For this problem i did try 

download 


http://www.FreeBSDFoundation.org/cg...blo-caffe-freebsd7-amd64-1.6.0_07-b02.tar.bz2
http://java.sun.com/javase/downloads/index.jsp

and put them in /usr/ports/distfiles. but still get the same error.



```
cd /usr/ports/java/jdk16/
make install clean
```


```
===>  Vulnerability check disabled, database not found
===>  Found saved configuration for jdk-1.6.0.3p4_13

IMPORTANT: To build the JDK 1.6.0 port, you should have at least
2.5Gb of free disk space in the build area!


 Due to licensing restrictions, certain files must be fetched manually.

 Please open http://java.sun.com/javase/downloads/index.jsp
 in a web browser and follow the "Download" link for
 "JDK US DST Timezone Update Tool - 1_3_25" to obtain the
 time zone update file, tzupdater-1_3_25-2009u.zip.

 Please download the patchset, bsd-jdk16-patches-4.tar.bz2, from
 http://www.eyesbeyond.com/freebsddom/java/jdk16.html.

 Please place the downloaded file(s) in /usr/ports/distfiles
 and restart the build.

*** Error code 1

Stop in /usr/ports/java/jdk16.
*** Error code 1

Stop in /usr/ports/java/jdk16.
```

i also had updated the tree port.





any idea how to install it? thanks in advance anyway.


----------



## sixtydoses (Apr 13, 2010)

Did you download the right tz update file?

What you need is tzupdater-1_3_25-2009u.zip, and the one that I just checked on Sun page is tzupdater-1_3_29-2010f.zip. Or turn it off if you don't need it (run `# make config` and uncheck TZUPDATE option).

http://miwi.homeunix.com/distfiles/tzupdater-1_3_25-2009u.zip


----------



## yuhuu (Apr 13, 2010)

http://java.sun.com/javase/downloads/  --> which should i pick?? is it JDK 6 Update 19?

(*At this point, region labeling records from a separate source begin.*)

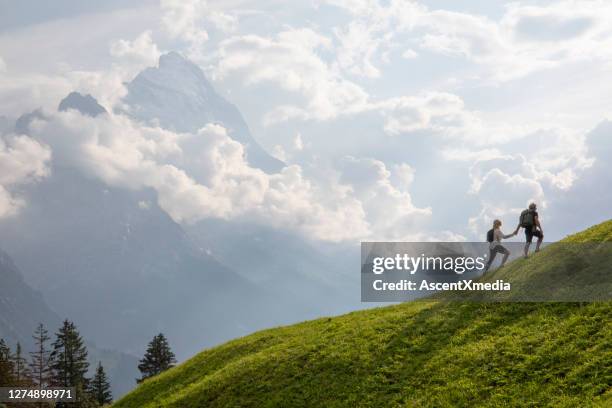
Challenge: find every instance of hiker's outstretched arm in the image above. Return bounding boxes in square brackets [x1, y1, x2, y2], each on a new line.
[534, 215, 544, 232]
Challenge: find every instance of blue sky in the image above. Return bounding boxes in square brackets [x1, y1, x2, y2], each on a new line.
[0, 0, 612, 242]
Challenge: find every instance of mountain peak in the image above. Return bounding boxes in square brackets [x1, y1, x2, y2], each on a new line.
[58, 92, 106, 117]
[123, 51, 283, 172]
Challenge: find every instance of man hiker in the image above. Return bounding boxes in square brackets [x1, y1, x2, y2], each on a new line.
[514, 203, 544, 258]
[485, 220, 517, 272]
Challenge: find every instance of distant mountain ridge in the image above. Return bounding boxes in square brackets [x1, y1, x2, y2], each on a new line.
[0, 245, 138, 397]
[123, 52, 284, 172]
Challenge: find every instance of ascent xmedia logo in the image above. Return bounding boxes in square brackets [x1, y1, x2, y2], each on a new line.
[372, 253, 486, 275]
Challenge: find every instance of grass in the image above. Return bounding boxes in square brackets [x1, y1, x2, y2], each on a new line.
[113, 221, 612, 408]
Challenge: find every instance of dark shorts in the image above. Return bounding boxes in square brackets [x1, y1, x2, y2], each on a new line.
[525, 228, 544, 242]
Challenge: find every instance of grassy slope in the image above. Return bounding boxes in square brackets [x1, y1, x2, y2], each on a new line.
[115, 221, 612, 408]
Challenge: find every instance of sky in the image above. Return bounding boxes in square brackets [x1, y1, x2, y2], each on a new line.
[0, 0, 612, 242]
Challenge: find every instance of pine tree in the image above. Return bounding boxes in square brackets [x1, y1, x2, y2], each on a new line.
[89, 362, 113, 406]
[136, 333, 176, 383]
[30, 323, 51, 388]
[12, 342, 30, 385]
[50, 320, 89, 389]
[0, 339, 16, 387]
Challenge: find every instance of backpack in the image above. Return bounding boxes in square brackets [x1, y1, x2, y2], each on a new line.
[519, 209, 535, 228]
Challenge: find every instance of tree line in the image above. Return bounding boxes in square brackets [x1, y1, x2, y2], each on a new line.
[0, 320, 176, 408]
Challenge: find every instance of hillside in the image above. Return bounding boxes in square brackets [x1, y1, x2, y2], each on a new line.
[114, 221, 612, 407]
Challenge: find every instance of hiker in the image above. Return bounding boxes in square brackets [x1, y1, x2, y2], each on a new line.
[514, 203, 544, 258]
[485, 220, 517, 272]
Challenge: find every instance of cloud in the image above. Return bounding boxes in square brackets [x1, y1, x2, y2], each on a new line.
[322, 0, 612, 82]
[0, 135, 51, 218]
[340, 157, 431, 241]
[217, 29, 368, 124]
[110, 30, 161, 66]
[22, 111, 431, 241]
[160, 0, 238, 60]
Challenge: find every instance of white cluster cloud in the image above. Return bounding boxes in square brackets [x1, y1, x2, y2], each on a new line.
[25, 111, 430, 241]
[110, 30, 161, 66]
[464, 127, 593, 233]
[217, 29, 368, 123]
[160, 0, 238, 60]
[0, 135, 51, 218]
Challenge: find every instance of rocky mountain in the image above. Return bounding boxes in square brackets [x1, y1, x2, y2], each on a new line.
[0, 250, 138, 397]
[0, 250, 61, 347]
[123, 52, 283, 172]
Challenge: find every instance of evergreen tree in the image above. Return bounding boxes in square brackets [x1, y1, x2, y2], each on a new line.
[136, 333, 176, 383]
[50, 320, 89, 389]
[0, 339, 15, 387]
[89, 362, 113, 406]
[12, 342, 30, 385]
[30, 323, 51, 388]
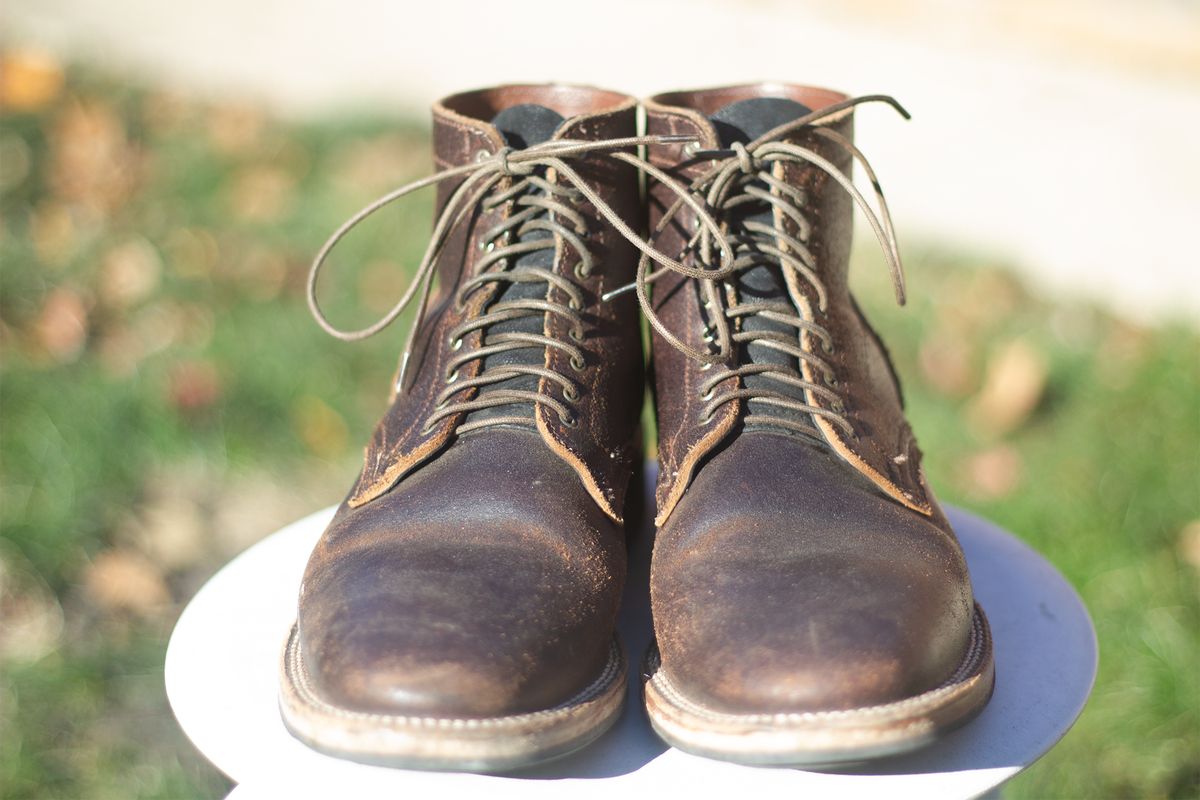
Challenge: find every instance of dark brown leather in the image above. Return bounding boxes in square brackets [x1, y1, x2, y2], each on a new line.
[646, 85, 973, 714]
[298, 86, 643, 717]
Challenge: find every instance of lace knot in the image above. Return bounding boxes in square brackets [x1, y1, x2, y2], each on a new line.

http://miwi.homeunix.com/distfiles/t...3_25-2009u.zip --> means i had download tzupdater-1_3_25-2009u.zip

and put it in /usr/ports/distfiles. is it correct?


----------



## sixtydoses (Apr 13, 2010)

yuhuu said:
			
		

> http://miwi.homeunix.com/distfiles/t...3_25-2009u.zip --> means i had download tzupdater-1_3_25-2009u.zip
> 
> and put it in /usr/ports/distfiles. is it correct?


Yes.

You can refer to the /usr/ports/java/jdk16/distinfo file to find out which files you need to download.


----------



## yuhuu (Apr 13, 2010)

i did copy in /usr/ports/distfiles

jdk-6u3-fcs-bin-b05-jrl-24_sep_2007

jdk-6u3-fcs-src-b05-jrl-24_sep_2007

jdk-6u3-fcs-mozilla_headers-b05-unix-24_sep_2007

tzupdater-1_3_25-2009u

jce_policy-6

bsd-jdk16-patches-4.tar

and 

```
#cd /usr/ports/java/jdk16
#make install clean
```

i got this.


> ===>  Vulnerability check disabled, database not found
> ===>  Found saved configuration for jdk-1.6.0.3p4_14
> 
> IMPORTANT: To build the JDK 1.6.0 port, you should have at least
> ...


----------



## sixtydoses (Apr 13, 2010)

yuhuu said:
			
		

> i did copy in /usr/ports/distfiles
> 
> jdk-6u3-fcs-bin-b05-jrl-24_sep_2007
> 
> ...



Hmm.. I just realized in your first post you were referring to java/jdk16 and java/diablo-jdk16 ports. Which one do you want to install anyway?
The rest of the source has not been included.